You can listen to samples from the project here: Soundcloud: insearchofconvergence
Title: In Search of Convergence
Categories: AI/ML, Performance, Music
Abstract:
This project explores how AI may be used as a tool for creating a live musical performance. Different from existing systems, whose goals are often to reconstruct human music as closely as possible, this project considers how AI can be used to craft a new type of performance entirely, by creating a feedback loop where AI and humans listen to, and in turn, perform based off of each other’s generated audio.
Existing models are usually built with the goal of replicating existing audio, or at least existing styles of audio, as accurately as possible. These models, intentionally or not, are positioned and often act as replacements to human artists. Technology made to replace human artists is not a new concept in music.

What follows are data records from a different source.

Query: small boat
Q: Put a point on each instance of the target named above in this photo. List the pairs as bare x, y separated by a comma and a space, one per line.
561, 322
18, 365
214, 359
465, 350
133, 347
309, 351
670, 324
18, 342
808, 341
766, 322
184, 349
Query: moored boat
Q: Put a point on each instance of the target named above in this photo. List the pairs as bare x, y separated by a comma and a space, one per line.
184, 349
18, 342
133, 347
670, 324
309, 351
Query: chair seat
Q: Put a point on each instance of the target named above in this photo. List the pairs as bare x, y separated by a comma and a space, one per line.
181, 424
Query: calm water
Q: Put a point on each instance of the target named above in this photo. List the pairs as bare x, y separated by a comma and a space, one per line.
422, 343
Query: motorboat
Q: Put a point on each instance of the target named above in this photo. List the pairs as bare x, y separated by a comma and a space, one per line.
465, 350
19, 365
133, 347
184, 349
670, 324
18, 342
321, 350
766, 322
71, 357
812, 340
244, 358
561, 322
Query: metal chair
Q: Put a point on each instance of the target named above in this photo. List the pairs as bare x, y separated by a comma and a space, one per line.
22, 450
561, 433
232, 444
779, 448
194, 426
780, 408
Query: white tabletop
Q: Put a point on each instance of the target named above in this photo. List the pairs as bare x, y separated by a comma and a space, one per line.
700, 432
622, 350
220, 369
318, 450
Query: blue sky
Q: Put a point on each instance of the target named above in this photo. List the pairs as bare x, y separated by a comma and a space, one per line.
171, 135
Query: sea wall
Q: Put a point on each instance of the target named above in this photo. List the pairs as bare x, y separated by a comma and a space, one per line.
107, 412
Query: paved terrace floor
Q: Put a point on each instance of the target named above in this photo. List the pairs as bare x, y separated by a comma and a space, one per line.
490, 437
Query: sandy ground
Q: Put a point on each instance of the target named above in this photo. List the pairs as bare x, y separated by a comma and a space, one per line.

For example, the Roland TB-303 is a synthesizer originally created to replace bassists in the studio. But creative and unintended usage of this instrument gave birth to acid house, and arguably, to electronic music as a whole.
Similarly, I propose considering using generative AI in a similar way - repurposing a tool meant to replace humans into a tool that complements human performance. Widening our perspective on how these tools can be used can lead to new kinds of music-making.

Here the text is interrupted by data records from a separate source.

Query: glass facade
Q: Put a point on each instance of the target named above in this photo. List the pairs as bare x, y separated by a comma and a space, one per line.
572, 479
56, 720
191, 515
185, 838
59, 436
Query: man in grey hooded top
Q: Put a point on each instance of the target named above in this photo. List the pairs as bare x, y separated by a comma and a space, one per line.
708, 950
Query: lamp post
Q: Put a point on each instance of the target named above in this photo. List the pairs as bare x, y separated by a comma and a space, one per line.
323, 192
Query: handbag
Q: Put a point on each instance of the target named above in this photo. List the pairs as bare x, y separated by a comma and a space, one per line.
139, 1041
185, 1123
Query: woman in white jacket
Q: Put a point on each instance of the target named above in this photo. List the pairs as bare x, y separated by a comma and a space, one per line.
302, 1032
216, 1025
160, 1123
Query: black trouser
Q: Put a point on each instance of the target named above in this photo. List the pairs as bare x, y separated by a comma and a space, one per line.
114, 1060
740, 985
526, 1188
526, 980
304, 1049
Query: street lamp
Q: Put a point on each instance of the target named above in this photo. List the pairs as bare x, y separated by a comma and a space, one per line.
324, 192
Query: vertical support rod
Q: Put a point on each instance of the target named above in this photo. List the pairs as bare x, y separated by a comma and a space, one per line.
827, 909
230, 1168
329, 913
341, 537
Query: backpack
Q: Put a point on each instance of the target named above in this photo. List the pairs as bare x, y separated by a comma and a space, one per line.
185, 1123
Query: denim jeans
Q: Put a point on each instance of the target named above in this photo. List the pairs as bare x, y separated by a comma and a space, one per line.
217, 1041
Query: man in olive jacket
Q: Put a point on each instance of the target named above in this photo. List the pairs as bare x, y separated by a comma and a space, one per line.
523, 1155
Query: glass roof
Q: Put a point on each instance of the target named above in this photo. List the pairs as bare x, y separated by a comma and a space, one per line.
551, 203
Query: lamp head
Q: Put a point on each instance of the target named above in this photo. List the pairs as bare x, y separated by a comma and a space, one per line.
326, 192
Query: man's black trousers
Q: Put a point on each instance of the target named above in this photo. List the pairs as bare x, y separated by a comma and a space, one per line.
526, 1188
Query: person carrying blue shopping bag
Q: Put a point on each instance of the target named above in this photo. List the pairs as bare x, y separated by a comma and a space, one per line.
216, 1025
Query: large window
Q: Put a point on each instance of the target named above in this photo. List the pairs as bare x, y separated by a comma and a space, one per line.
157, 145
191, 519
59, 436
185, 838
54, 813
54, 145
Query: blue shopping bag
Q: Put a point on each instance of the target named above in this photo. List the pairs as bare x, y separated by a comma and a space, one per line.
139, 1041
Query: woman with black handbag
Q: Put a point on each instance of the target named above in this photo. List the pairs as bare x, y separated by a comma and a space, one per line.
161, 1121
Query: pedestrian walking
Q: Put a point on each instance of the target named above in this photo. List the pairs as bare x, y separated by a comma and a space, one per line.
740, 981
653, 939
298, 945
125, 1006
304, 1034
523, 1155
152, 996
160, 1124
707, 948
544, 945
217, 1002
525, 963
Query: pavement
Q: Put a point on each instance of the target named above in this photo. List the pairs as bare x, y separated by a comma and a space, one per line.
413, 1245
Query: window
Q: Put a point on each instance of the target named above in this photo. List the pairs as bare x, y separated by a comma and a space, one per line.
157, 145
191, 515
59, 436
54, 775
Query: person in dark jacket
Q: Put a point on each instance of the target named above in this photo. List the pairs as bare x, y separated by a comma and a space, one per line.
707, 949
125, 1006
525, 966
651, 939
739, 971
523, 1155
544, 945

Technically, this project explores the technical problem of conditional stem generation. In the field of music information retrieval, conditional stem generation (generating the missing stem xn given the set of stems for a given song, minus xn ) is unsolved. This project proposes an open source, performative, method for solving this problem.
Thesis Statement:
How can AI be used as a tool for live musical performance? Specifically, how can we imagine using AI in a way that complements, rather than replaces, musicians. This project uses the technical problem of conditional stem generation to explore this question.
Technical Details:
This project required constructing a robust data pipeline. This pipeline consisted of several tasks of which the main ones are listed below:
Convert a song to a set of stems. A stem can be defined as a single instrument’s part of a song. For example, a rock song may have vocal, guitar, bass and drum stems. This alone is a difficult task for many instruments. This process must be done as accurately as possible - data quality is very important for the following steps to work. I use both AI-enabled tools (Spleeter, Demucs) and more traditional algorithmic processes for isolating the stems.

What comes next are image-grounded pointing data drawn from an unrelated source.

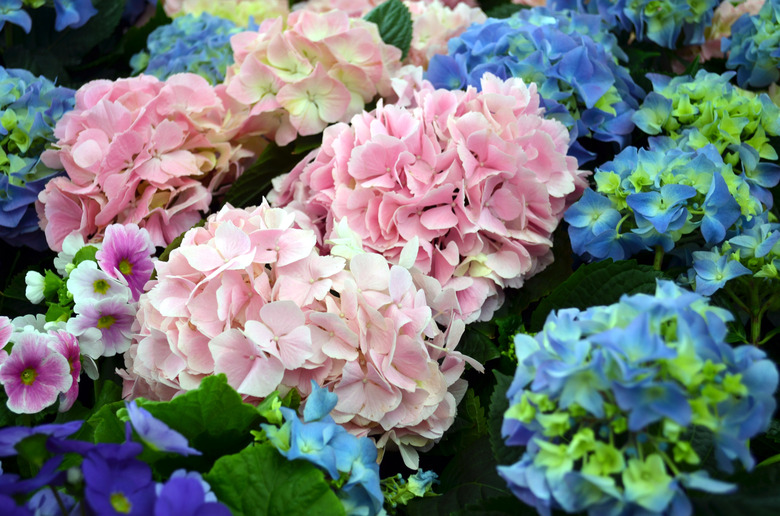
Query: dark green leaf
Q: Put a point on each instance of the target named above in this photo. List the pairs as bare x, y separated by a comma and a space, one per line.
395, 24
479, 342
498, 405
176, 243
213, 417
469, 478
503, 11
85, 253
255, 182
260, 481
600, 283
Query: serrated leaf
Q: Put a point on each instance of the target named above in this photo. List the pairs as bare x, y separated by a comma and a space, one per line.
213, 418
395, 24
503, 11
250, 188
469, 477
479, 342
499, 404
260, 481
600, 283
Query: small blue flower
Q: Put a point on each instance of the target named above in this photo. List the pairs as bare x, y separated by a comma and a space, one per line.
11, 11
156, 434
72, 13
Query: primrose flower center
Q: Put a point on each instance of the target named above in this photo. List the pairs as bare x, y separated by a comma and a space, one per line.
106, 322
120, 503
125, 267
101, 287
28, 376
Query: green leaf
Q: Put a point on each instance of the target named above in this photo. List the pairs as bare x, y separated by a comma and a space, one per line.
479, 342
503, 11
213, 417
600, 283
395, 24
470, 424
499, 404
260, 481
85, 253
469, 478
250, 188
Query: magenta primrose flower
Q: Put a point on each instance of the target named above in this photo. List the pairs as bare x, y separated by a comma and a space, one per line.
34, 374
127, 251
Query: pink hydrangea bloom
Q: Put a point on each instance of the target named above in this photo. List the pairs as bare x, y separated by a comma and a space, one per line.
139, 151
249, 295
481, 178
318, 68
435, 22
34, 374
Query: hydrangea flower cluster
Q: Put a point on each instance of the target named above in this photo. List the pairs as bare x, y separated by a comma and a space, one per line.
29, 108
661, 22
706, 109
753, 47
650, 198
434, 23
580, 83
607, 400
241, 12
722, 20
41, 368
69, 13
753, 249
113, 479
192, 43
318, 439
249, 295
316, 70
139, 151
481, 178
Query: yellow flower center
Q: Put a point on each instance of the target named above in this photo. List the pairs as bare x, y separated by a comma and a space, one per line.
106, 321
125, 267
120, 503
101, 287
28, 376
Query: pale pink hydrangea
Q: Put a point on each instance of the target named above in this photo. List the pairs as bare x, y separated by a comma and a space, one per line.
318, 69
249, 295
435, 22
238, 11
481, 178
139, 151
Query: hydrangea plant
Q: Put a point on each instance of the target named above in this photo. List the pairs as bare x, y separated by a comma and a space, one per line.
607, 401
29, 109
192, 43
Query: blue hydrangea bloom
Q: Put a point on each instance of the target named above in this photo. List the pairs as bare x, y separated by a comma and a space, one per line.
570, 58
11, 11
652, 197
662, 371
660, 21
72, 13
329, 446
754, 47
156, 434
29, 109
193, 43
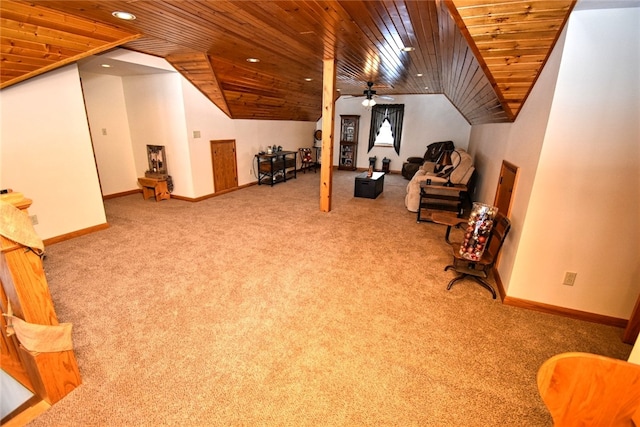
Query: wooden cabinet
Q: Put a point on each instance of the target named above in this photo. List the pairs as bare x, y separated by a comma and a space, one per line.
440, 198
348, 142
276, 167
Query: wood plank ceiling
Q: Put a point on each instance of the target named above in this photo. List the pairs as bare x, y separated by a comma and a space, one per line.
483, 55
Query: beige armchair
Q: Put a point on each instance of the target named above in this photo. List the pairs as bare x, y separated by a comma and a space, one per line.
462, 172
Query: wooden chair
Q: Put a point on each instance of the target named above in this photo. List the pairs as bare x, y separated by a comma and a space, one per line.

Conditional stem generation. For example, if you would like the AI to generate a guitar part, you must have a model predict a guitar melody based on the rest of the song - for example - the vocal, bass and drum part. I use MusicGen - both base and fine-tuned versions, for this task. This requires significant experimentation in prompt (both text and audio) engineering, model training, fine-tuning, and hyperparameter tuning.
Variation generation. An additional step is added to create variations of the generated stems. This is accomplished through Vampnet - a model that is specifically trained to create melodic and rhythmic variation. Creating audio of sufficient quality again requires significant experimentation in audio-prompt engineering and hyperparameter tuning.
A significant amount of other technical work is required: the data-intensive nature of this work requires a robust pipeline for handling, analyzing, storing, and retrieving this data. Audio engineering work - done in various DAWs (Ableton, Logic, Reaper) and via various Python libraries (librosa, torchaudio) is also required.
Research / Context
This project involved both creative and technical research. Creatively, I was interested in experimental kinds of music performance - mostly using AI. Most performances that use AI seem to do so in a very controlled way. Model output is prerecorded and is, in some way, reviewed, edited, and approved before usage in a live performance. I was curious about what happens when going a step further - starting to remove those constraints and letting the AI perform without human intervention.
It was also important to me that the AI generated music was used as an input to a performance by human musicians. Generating music that sounds “good”, unconditionally, is no longer really a difficult task. But this music often sounds generic, and it feels trivial to arbitrarily generate music and incorporate it into a performance. Generating music conditional on text is a harder problem, and generating music conditional on music is even harder. I couldn’t really find any examples of people trying to do this, and I was curious to see what happened!
I also had become very interested in the technical problem of conditional stem generation. It is currently unsolved (at least, no open source solution exists). I felt, and still strongly feel, that even an approximate solution to this problem would create huge opportunities for interesting and exciting musical performance.
This project involved collaborating with audio engineers to explore alternative methods of composition using the AI-generated stems as a base. This project also involved collaborating with musicians to record demo tracks in a studio. These experiments gave me valuable information for fine-tuning my process, and preparing for a full performance.